- Dural Location in metropolitan Sydney
- Interactive map of Dural
- Country: Australia
- State: New South Wales
- Region: Hills District, New South Wales
- City: Sydney
- LGAs: The Hills Shire; Hornsby Shire;
- Location: 36 km (22 mi) NW of Sydney CBD;

Government
- • State electorates: Hornsby; Castle Hill;
- • Federal division: Berowra;
- Elevation: 208 m (682 ft)

Population
- • Total: 7,900 (2021 census)
- Postcode: 2158
Suburbs around Dural
| Kenthurst | Middle Dural | Galston Hornsby Heights |
| Glenhaven | Dural | Hornsby |
| Castle Hill | Cherrybrook | Westleigh |

= Dural, New South Wales =

Suburb of Sydney, Australia

Dural is a semi-rural suburb of Sydney, in the state of New South Wales, Australia. It is 36 kilometres north-west of the Sydney central business district and in the local government areas of Hornsby Shire and The Hills Shire. Dural is part of the Hills District. Round Corner is a locality in the south-western part of Dural.

==History==
The original inhabitants of the Dural area were the Darug people. Dural is derived from Dooral-Dooral, an Aboriginal name meaning a smoking hollow tree.

The name Dooral appeared on Surveyor Richard Dundiate's map of April 1817 and originally covered the whole area including present day Glenorie, Galston, Arcadia and Middle Dural. Located on the Old Northern Road, a historic road built by convicts between 1825 and 1836 to link early Sydney, in the Colony of New South Wales, with the fertile Hunter Valley to the north. The first grant in the area was made to George Hall in 1879. At an earlier stage, a local settler, James Roughley, had donated land to be used for the building of a church. A sandstone chapel was built on Old Northern Road circa 1846, with a vestry, apse and shingle roof, plus a bell turret on the western gable. A porch was added soon after. The chapel—known as St Jude's Church—is now listed on the Register of the National Estate.

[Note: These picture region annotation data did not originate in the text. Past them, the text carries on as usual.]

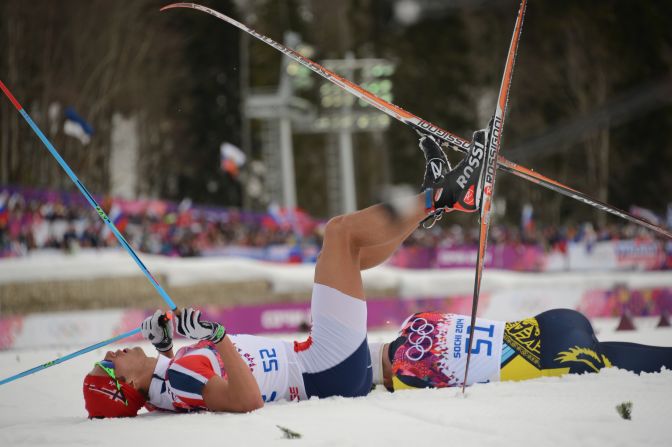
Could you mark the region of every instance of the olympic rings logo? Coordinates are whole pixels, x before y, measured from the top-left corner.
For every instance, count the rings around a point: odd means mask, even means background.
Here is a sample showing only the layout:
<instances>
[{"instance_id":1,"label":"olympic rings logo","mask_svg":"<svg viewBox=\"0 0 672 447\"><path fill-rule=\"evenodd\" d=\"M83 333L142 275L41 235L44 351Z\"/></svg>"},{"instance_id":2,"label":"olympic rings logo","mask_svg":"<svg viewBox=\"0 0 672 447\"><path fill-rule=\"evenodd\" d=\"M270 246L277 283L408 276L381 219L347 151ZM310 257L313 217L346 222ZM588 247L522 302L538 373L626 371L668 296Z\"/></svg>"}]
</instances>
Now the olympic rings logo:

Dural Post Office opened on 1 August 1864.

==Demographics==
According to the 2021 census, there were 7,900 residents in Dural. 64.1% of people were born in Australia. The next most common countries of birth were China 4.1%, England 4.0%, India 3.0%, South Africa 2.0% and Malaysia 1.6%. 69.1% of people spoke only English at home. Other languages spoken at home included Arabic 3.4%, Cantonese 2.6%, Persian (excluding Dari) 1.4% and Italian 1.4%. The most common responses for religion in Dural were Catholic 28.1%, No Religion 25.9%, Anglican 14.9%, and Buddhism 3.8%. The median weekly household income was $2,489 was a fair bit higher than the national median of $1,746 per month. 80.3% of occupied dwellings were separate houses and 64.5% of houses had 4 or more bedrooms. There was a high level of home ownership in Dural, with 81.0% of people either owning their house outright or owning with a mortgage.

==Schools==
- Lorien Novalis School
- Dural Public School
- Redfield College
- Pacific Hills Christian School
- Warrah Rudolf Steiner School
- Middle Dural Public School

==Sport and recreation==
Dural plays host to the Dural Rugby Club, Dural Country Club, Dural Country Club soccer teams, Redfield Lions Soccer and Rugby Clubs and the Pacific Hills Pumas Soccer Club.
Dural Rugby Club organises Wallatag in the Summer Months which is held on a Friday night at Bernie Mullane Sports Complex in Kellyville.
The Northwest Hawks Junior Rugby League Football Club has its home ground at Dural Park, Quarry Road Dural

==Transport==
Dural has no railway station but is connected to Castle Hill metro station, Cherrybrook metro station and Pennant Hills railway station via bus services operated by CDC NSW. A CDC NSW depot is located on New Line Road next to McDonald's.

==Media==
Between 1985 and 1987, Dural was the site for tapings of the television game show It's a Knockout shown nationally on the Ten Network and hosted by Billy J Smith and Fiona MacDonald. However, due to numerous complaints from local residents the show was cancelled in 1987.
Dural was also the setting for the home of the wealthy Hamilton family, at 631 Old Northern Road, in the soap opera Sons And Daughters during its 1981–1987 run. A manor house in Dural, Le Chateau, was the primary filming location of reality television show Beauty and the Geek Australia. Le Chateau is now owned by Harach Lucas, founder and CEO of information Technology services company MicroChannel.

==Communications==

Quarry Road is home to the Amateur Radio New South Wales clubrooms, library, and broadcasting site.